Third, Eggers' writing is just flat and boring. Take, for instance, Eggers describing an air raid:
"But the plane returned a few minutes later, and soon after, there was a whistle. Dut screamed to us that we needed to run but did not tell us where. We ran in a hundred directions and two boys chose the wrong direction. They ran for the shelter of a large tree and this is where the bomb struck."
That's it? One of the most intense and terrifying things that can happen to you in life, and this is the treatment it gets? The plane returned and soon there was a whistle? Eggers writes like he just wants to get it over with. Which I don't exactly blame him for.
There is a bit of unintentional humor - when, in the present story, Deng tells Americans that he's from Sudan, but not Darfur, they quickly lose interest, because Americans only care about the foreign trouble spots that are hip to care about. Dumb, trendy Americans! But the real joke, of course, is that concurrent with the Sudanese civil war was/is the one in the Congo, which dwarfs the Sudanese conflict in horror, body count, and anything else you can think of. But Eggers, along with the rest of the world, doesn't care, because it's messy and complicated, whereas in Sudan you have Good Guys and Bad Guys. Much easier to understand - and much easier to sell books about.
All that having been said, Eggers is a genius; just not a literary genius. He is a genius for pulling the ultimate bait and switch: take someone else's story and then become the hero of it. Because that is who the hero is here, Dave Eggers, even though he doesn't appear once in the actual plot. After all, young Valentino's story would have remained untold - if it were not for the Deus Ex Maquina of Dave Eggers, who tells it like no one else can. Remember Eggers' first book, "A Staggering Work of Heartbreaking Genius?" That title wasn't cutesy and ironic, it was literal. That's what Eggers wanted to write, and now he's given you one. So what if the heartbreak is someone else's?

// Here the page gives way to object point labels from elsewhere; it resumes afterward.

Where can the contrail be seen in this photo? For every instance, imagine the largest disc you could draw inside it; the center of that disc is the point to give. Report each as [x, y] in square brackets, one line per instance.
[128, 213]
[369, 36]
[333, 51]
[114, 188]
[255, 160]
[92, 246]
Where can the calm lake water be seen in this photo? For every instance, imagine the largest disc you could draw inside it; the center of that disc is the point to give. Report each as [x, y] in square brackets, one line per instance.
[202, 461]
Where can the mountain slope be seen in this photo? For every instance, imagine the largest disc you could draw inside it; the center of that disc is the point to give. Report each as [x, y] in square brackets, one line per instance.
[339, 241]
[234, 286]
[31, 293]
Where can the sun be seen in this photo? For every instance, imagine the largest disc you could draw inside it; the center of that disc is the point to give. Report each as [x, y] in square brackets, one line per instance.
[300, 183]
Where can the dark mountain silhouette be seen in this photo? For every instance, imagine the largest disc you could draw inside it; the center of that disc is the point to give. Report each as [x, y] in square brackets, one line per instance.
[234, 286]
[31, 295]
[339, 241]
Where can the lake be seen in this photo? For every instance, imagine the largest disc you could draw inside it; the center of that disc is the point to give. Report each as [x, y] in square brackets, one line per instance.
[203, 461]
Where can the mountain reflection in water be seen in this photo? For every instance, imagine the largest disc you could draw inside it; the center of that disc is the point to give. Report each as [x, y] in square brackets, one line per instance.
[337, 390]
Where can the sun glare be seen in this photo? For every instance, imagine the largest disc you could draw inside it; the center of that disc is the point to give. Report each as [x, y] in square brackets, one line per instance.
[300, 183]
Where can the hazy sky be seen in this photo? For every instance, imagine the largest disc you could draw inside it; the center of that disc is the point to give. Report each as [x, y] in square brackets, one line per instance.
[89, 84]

If you think I'm being too harsh, then ask yourself this: why didn't Eggers just write a nonfiction book, or a straight up biography of Deng? At points, I'm tempted to think that it's because he couldn't be bothered to do some basic research (i.e., the repeated references to "Darfurians"; "Darfur" means "The Land of the Fur," the Fur being the people that live there, so this is sort of like referring to Polish people as "The People From The Land of the Polish." Also, the 1997 death of Princess Diana for some reason seems to come in the plot well after the 1998 African embassy bombings). The answer is that Eggers needs to hide behind someone else's genuine suffering, because that defuses any criticism of his own lifeless, droning prose. Insult Eggers, and you're insulting the sanctity of the Sudanese Lost Boys' pain and suffering. Point out the platitudes that Eggers shovels out in lieu of the real questions, which generally do not have easy answers or any answers at all, and you're heartless and callow. It's not a hard shell game that Eggers plays here - but there is none better at it than him.